In seinem Buch „Im Roten Kloster zu Weimar" behandelt Martin Turek zwei Jahre seiner Ausbildung als Offiziersschüler an der Offiziersschule der Hauptverwaltung der Deutschen Volkspolizei (HVdVP) der DDR 1952/1953 in Weimar. Die von der Weimarer Bevölkerung erfundene Bezeichnung „Rotes Kloster" ist doppeldeutig. „Kloster" soll die Abgeschiedenheit der Insassen vom übrigen öffentlichen Leben und ihre Einbindung in ein strenges hierarchisches Reglement kennzeichnen, wie man es von Klöstern der Kirchen weiß. Das „Rot" meint Inhalt und politische Richtung der Ausbildung von jungen Polizeioffizieren in der DDR. Sie wurden von bewährten, aus Konzentrationslagern und Zuchthäusern befreiten Widerstandkämpfern gegen das Naziregime, von Mitgliedern der Internationalen Brigaden im spanischen Bürgerkrieg gegen den Faschisten Franco (1936–1939) sowie ehemaligen Soldaten und Offizieren unterrichtet, die an der Seite der sowjetischen Roten Armee gegen Hitlers Wehrmacht gekämpft haben und an der Befreiung Deutschlands vom Faschismus aktiv beteiligt waren. Für die einen Bürger Weimars steckte in dem „Rot" noch die zwölf Jahre lang verbreitete Abschreckung gegenüber der kommunistischen Symbolfarbe – z.T. gibt es das auch heute noch bei solchen bundesdeutschen Mitbürgern, die von antikommunistischen Ressentiments nicht loskommen bzw. als anhaltende Feindbilder kultivieren. Für die mehrheitlich anderen Weimarer, die die aus der braunen Barbarei im Konzentrationslager Buchenwald resultierenden dunklen Schatten über der Stadt Goethes und Schillers überwinden wollten, für sie war das „Rot" eine zustimmende, wenn auch mit stichelndem Unterton angereicherte Liebkosung für den neuen Charakter der neuen Volkspolizei.

Martin Turek hat nach nunmehr fünfzig Jahren ein sehr persönliches und bewegendes Buch über ein Kapitel seines Lebens geschrieben. Dennoch steht nicht der Ich-Erzähler im Mittelpunkt der Handlung, und eine in sich mehr oder weniger geschlossene Handlung liegt auch nicht vor. Es geht um Menschen in konkreten Situationen in einer Offiziersschule der Volkspolizei. „Jeder trug seine Biographie, wie sie ihm durch den Krieg oder danach aufgetragen wurde. Keiner kam ohne politische Erfahrungen an die Schule – schon gar nicht ohne Überzeugungen." So steht es im ersten Kapitel.
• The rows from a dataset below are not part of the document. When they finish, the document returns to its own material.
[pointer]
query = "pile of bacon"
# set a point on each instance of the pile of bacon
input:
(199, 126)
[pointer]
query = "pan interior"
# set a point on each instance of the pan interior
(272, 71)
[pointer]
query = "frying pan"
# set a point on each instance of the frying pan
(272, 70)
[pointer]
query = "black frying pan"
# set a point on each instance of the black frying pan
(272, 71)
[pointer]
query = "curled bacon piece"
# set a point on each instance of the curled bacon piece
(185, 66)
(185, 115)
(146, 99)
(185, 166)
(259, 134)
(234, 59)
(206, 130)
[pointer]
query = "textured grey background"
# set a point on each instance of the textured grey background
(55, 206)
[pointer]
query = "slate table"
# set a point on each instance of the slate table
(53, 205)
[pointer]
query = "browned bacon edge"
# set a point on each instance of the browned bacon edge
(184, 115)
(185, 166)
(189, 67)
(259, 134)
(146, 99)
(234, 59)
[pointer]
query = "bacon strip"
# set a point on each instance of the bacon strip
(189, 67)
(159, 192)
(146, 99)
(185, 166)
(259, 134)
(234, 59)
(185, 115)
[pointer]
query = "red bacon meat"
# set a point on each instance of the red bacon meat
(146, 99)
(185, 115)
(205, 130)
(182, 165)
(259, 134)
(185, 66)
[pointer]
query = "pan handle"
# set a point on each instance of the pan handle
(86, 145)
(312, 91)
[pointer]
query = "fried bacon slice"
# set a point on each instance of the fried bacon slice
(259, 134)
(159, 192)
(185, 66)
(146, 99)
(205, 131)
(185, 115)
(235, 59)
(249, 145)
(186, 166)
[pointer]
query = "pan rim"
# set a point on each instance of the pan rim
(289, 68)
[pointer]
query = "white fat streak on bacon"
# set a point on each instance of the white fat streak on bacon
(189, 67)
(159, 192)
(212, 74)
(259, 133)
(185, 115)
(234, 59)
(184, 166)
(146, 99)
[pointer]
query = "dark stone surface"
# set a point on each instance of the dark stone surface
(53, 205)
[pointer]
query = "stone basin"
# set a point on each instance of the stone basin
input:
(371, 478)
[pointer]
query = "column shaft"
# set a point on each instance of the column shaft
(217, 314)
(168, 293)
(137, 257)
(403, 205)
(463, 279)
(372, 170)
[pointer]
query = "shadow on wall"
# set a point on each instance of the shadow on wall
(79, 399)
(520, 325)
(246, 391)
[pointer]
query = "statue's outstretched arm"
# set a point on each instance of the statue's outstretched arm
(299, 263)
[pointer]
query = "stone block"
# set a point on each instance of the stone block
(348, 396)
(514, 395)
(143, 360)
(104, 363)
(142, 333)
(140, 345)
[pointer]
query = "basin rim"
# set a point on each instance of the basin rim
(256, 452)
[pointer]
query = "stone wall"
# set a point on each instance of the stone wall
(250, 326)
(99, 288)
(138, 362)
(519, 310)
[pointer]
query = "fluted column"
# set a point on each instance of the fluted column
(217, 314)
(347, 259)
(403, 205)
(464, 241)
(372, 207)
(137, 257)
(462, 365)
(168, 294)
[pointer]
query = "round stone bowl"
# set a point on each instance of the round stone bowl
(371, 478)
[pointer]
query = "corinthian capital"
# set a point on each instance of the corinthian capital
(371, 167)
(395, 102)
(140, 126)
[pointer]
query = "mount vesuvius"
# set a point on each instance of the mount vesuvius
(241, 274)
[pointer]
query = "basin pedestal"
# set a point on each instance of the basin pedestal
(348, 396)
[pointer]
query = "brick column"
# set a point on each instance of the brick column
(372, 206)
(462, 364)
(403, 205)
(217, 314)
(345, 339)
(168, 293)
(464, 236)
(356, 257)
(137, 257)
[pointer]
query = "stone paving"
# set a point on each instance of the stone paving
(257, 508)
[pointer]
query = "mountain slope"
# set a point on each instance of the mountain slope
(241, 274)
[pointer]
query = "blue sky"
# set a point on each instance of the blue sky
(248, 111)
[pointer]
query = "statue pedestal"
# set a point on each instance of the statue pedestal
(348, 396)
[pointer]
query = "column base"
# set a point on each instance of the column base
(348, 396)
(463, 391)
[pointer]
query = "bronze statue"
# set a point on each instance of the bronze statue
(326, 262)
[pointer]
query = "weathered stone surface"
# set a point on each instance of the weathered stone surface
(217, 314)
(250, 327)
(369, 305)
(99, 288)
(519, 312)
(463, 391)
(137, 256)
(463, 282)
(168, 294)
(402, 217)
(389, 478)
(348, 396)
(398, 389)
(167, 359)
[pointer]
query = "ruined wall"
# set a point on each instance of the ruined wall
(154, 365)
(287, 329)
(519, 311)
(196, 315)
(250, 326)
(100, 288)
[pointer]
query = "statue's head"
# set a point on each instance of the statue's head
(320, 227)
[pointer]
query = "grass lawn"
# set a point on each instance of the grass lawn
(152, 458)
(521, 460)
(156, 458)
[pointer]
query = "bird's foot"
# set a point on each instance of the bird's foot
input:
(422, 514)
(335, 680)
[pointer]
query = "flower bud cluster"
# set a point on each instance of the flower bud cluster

Da sind zunächst die Kursanten, die den Krieg als Soldaten erlebt haben, einige waren von den Nazis eingesperrt, wieder andere verfügten über einen erlernten Beruf, ein Neulehrer ist darunter. Sie alle bekennen sich wie Turek selbst zu der erst drei Jahre alten DDR und wollen Polizisten in höheren Chargen werden, um diese junge Republik gegen innere und äußere Feinde zu beschützen. Jeder bringt seine spezifischen Erfahrungen sowie unterschiedliche Einsichten und Ansichten über gesellschaftliche Entwicklungsprobleme mit, die von den Lehrern in Lehrveranstaltungen wie Gesetzeskunde, Kriminalistik u.a. sowie in Marxismus-Leninismus durch unumstößlich geltende Lehrsätze auf eine höhere geistige Ebene gehoben werden sollen.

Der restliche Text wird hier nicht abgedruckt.